Shapeshifter (2008) (on flatscreen)
Animated oil/acrylic painting, HD digital video, single channel. 4:3 aspect 30 sec
Waves (2009)
Collage and mixed media animation, HD digital video, single channel. 4:3 aspect 16 sec
Made out of hand painted colored lines, swiggles, and curves the artist attempted to approximate the feeling of the ocean. The scale of the animation was actually 5’x 8’ so creating this footage was like a dance between the artist and these materials on the studio floor that went on for several days.
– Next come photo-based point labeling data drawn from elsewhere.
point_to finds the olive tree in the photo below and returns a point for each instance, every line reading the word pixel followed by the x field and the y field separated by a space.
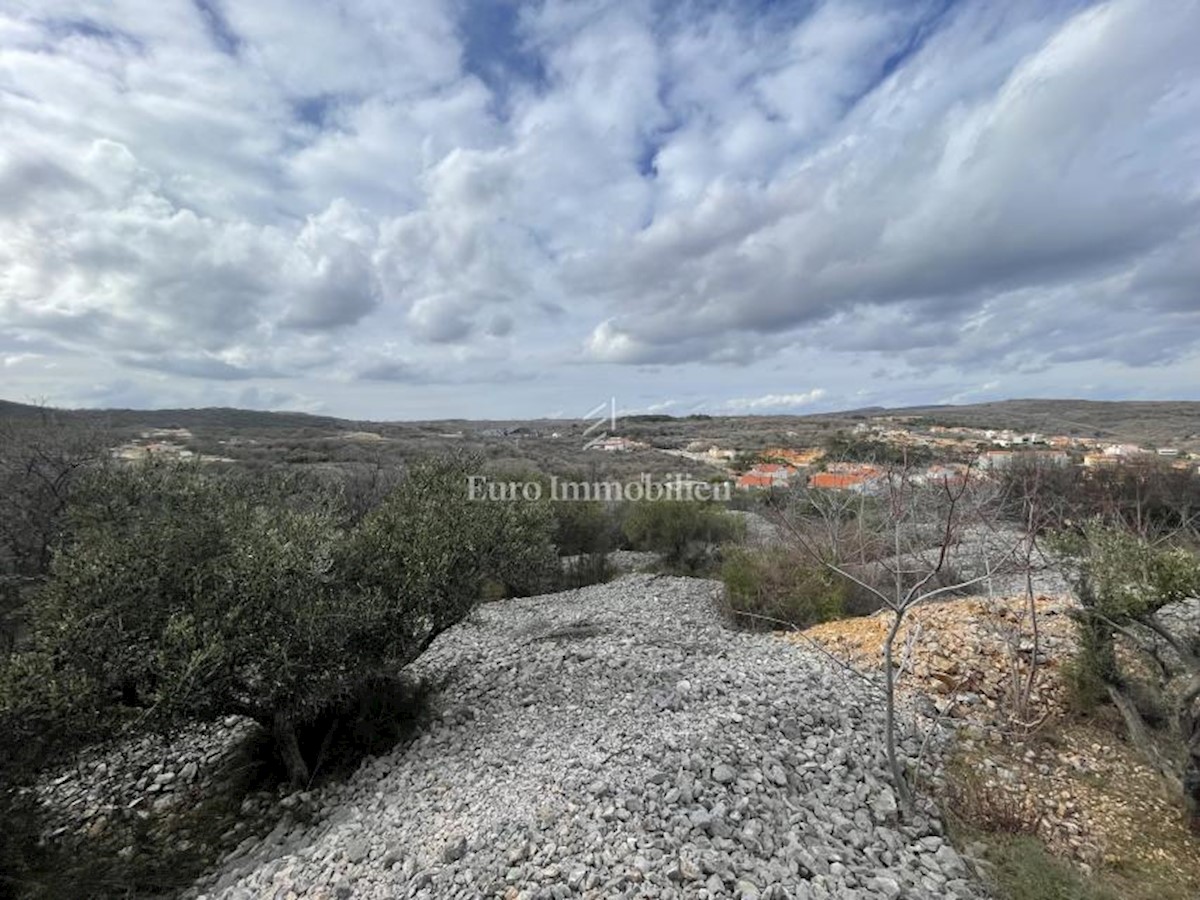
pixel 180 594
pixel 1123 582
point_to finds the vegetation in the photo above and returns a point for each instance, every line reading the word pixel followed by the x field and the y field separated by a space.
pixel 179 595
pixel 771 588
pixel 684 533
pixel 851 448
pixel 1123 581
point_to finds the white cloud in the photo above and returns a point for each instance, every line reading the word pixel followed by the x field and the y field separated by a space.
pixel 775 401
pixel 309 195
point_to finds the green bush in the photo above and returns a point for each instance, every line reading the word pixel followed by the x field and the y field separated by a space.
pixel 684 533
pixel 767 588
pixel 181 595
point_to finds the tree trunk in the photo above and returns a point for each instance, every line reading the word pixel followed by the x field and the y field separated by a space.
pixel 288 747
pixel 1141 741
pixel 898 775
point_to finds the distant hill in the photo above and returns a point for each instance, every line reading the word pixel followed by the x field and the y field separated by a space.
pixel 1161 423
pixel 207 417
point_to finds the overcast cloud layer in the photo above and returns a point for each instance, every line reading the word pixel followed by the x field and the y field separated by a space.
pixel 483 208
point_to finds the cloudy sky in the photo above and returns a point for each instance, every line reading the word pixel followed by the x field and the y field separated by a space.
pixel 491 208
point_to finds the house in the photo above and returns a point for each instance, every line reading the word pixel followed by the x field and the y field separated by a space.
pixel 847 477
pixel 750 480
pixel 807 456
pixel 767 474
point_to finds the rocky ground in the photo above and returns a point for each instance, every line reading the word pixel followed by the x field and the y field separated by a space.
pixel 1093 798
pixel 618 741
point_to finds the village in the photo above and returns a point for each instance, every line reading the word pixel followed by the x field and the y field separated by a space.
pixel 933 453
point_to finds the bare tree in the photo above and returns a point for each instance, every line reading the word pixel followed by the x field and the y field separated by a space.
pixel 922 521
pixel 40 459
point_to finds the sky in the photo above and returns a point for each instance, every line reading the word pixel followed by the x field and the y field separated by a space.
pixel 502 209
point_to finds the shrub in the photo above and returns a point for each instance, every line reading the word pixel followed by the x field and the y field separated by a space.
pixel 771 587
pixel 181 595
pixel 684 533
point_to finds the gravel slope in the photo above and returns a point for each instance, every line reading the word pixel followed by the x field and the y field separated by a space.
pixel 618 741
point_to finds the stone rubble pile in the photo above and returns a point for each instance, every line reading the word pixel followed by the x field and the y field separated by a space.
pixel 618 741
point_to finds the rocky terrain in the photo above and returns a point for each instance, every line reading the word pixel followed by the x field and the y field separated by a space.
pixel 617 741
pixel 1093 798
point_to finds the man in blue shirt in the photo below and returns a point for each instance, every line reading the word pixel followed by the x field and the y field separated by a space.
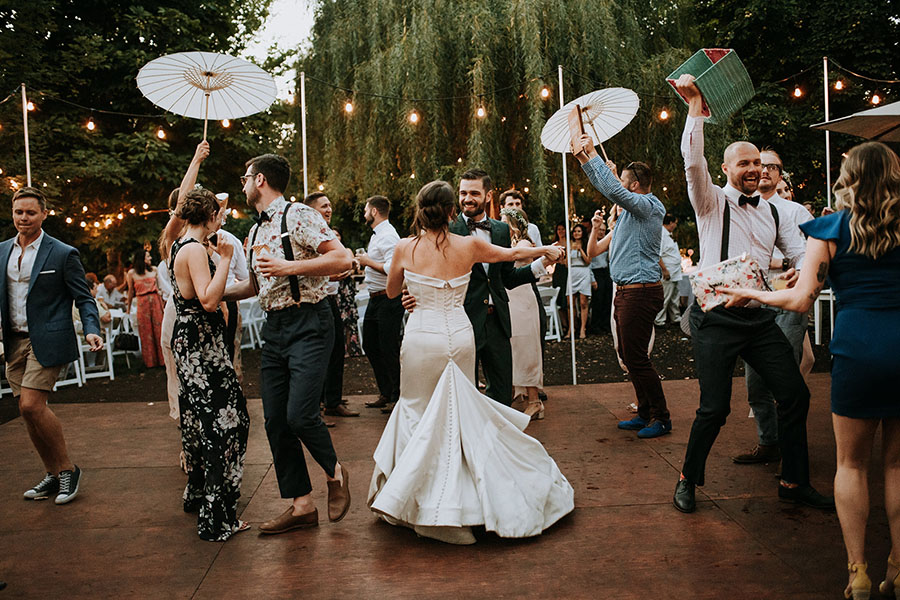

Trampoline (2010) (on flatscreen)
Animated oil/acrylic painting, HD digital video, single channel. 16:9 aspect 6 mins 5 sec
Leaves (2010)
Animated oil/acrylic painting, HD digital video, single channel. 4:3 aspect 30 sec looped
(Middle Area 1, to the left upon entering the main space)
Time of Tall Statues (2007-2009)
Animated oil/acrylic painting, HD digital video, single channel. 4:3 aspect 14 mins
A nonlinear narrative, which is set in the quiet woods of a Northwestern US timber town. Invaded by anxieties about loss on the personal and societal levels.
Blue Blob (2008) (small projection in corner)
Animated oil/acrylic painting, HD digital video, single channel. 4:3 aspect 2mins 9 sec sec looped
(Middle area2 [white room] 2 flatscreen works)
Stranded in a House (2010-2013)
Animated oil/acrylic painting, HD digital video, single channel. 16:9 aspect 6 mins 5 sec
A simple narrative of a male figure moving through a series of rooms. Using the pages of furniture catalogs to represent domestic interiors. Cyclical motion and fluid physical shape, thematically underscored by the film’s title borrowed from a line in Bob Dylan’s 1967 song. -Hanson Mulford
Stairs (2011)
Animated oil/acrylic painting, HD digital video, single channel. 4:3 aspect 23 sec
(Large Back Room)
What Birds Remember (2007)
3-channel version Animated oil/acrylic painting, HD digital video, 4:3 aspect 27 mins 22 sec
A follow-up on What Visions Burn with a much more ominous tone. A city where unlimited stories unfold imagining that birds might travel between them and act as a kind of witness.